The thing about having cancer was that it was pretty obvious what was going on. I had been feeling fairly lousy, and had been in pain, for a good while leading up to my official diagnosis. I had even been in hospital, a sure sign that I wasn’t making it up. From fellow parents at the school gate, to my colleagues, to the queue at the greengrocer’s, there wasn’t a soul who wasn’t in on the secret.
But chipper was different. My colleagues knew, the ones who saw me each day. And my close family. But apart from that, nobody. Compared with chipper, talking about cancer was a breeze. ‘You might not have heard,’ I would hear myself say. ‘I’ve got cancer.’ Once my treatment started I let my looks do the talking for me. ‘Haven’t you got a lovely shaped head?’ people would say, stroking me.
With chipper the outward signs are not so obvious. They weren’t even obvious to me. Partly this is because when you have chipper it has a tendency to play around with what you might normally call your common sense. Even if you are in tremendous pain and know that you do not normally walk around hoping nobody has seen you tearing up as you come into work, you persuade yourself (or, rather, your mind does) that this is in fact quite normal and is probably just a phase. Or the weather. Or autumn (even if it isn’t…) And so you go on being chipper. Hoping it will pass. Hoping it might just be something that is explainable and quickly solved, like not eating enough bananas. But hoping most of all that you won’t have to talk about it.
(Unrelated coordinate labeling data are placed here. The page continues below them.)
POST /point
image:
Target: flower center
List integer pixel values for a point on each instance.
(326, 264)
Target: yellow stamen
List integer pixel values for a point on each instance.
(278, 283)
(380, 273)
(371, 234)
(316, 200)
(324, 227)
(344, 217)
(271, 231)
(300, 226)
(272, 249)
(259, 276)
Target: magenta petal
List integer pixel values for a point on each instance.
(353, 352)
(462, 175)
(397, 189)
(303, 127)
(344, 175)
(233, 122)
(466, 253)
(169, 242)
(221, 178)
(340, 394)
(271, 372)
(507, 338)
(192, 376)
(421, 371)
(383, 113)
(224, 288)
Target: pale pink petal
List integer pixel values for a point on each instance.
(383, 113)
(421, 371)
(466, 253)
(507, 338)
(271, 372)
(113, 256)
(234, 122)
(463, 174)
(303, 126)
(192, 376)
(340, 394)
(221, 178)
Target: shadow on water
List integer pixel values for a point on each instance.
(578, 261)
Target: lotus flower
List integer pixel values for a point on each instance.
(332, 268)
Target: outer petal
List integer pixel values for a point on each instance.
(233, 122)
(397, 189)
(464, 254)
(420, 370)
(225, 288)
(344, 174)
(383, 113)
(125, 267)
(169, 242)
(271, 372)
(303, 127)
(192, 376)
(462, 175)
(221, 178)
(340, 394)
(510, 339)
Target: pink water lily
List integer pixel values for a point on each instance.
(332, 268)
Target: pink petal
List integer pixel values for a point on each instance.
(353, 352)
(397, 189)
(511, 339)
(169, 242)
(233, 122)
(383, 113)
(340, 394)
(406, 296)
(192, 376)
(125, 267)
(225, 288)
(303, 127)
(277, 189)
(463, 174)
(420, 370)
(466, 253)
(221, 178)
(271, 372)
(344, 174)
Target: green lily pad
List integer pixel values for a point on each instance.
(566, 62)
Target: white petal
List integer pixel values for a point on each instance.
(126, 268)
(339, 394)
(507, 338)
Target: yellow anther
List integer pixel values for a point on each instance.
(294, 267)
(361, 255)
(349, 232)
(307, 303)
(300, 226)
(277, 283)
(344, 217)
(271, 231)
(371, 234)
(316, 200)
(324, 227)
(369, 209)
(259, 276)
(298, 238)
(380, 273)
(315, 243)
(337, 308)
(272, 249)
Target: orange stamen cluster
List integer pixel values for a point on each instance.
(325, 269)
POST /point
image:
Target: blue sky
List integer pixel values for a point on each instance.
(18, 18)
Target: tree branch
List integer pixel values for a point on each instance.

Which is ironic really, because that is the one thing which in my case made all the difference. With chipper I had to talk about it first to learn that I was unwell. I went to see someone, who said I should see my GP, now. That first person, she did me a big favour. We talked about chipper but, critically, she did not shy away from using the word depression. I remember sitting in my friend’s car afterwards feeling both relieved and oddly elated. Now it was official, out. And, amazingly, the world had conspired not to end because we had spoken. It was going to be OK. I was going to be OK.
With cancer, on the other hand, I talked about nothing else for ten months, and realised only when I was ‘better’ that I hadn’t even begun to scratch the surface of what I’d been through. ‘I think you need to talk to someone,’ my consultant said to me, at our last meeting. She handed me a yellow photocopied flyer with the words ‘Free Counselling’ in bold letters. ‘But I am not depressed,’ I thought. Reading my mind she said: ‘Everyone thinks that. But do go and see her, even if it’s once. You’ll be glad you did.’ Ten months later, I was still talking and still glad, amazed to discover I had so much to say.
The odd thing is, mostly we did not talk about cancer. I told her my particular story, of course: the unusual way I presented; my misdiagnosis of relapse; my prolonged treatment ‘just to make sure.’ But that wasn’t what we talked about. We talked about my family, about language, about what she called ‘spiralling’, that sudden swirl of thoughts, like a gust of wind round the corner of a building, that can knock you off your feet from nowhere. Mostly we talked about that. And about relapse prevention. Not cancer relapse (there is no safety net there), but spiral-relapse.
Which, years later, is what I am still learning now. Or re-learning, with some new words and ideas thrown in. It’s good. I like learning languages, the names for things. I’m not good at them, but I have always liked the process. This is a chair. I sit in the chair. This is the door. I come through the door. I am happy to sit in the chair. I sit in the chair and we talk. We talk.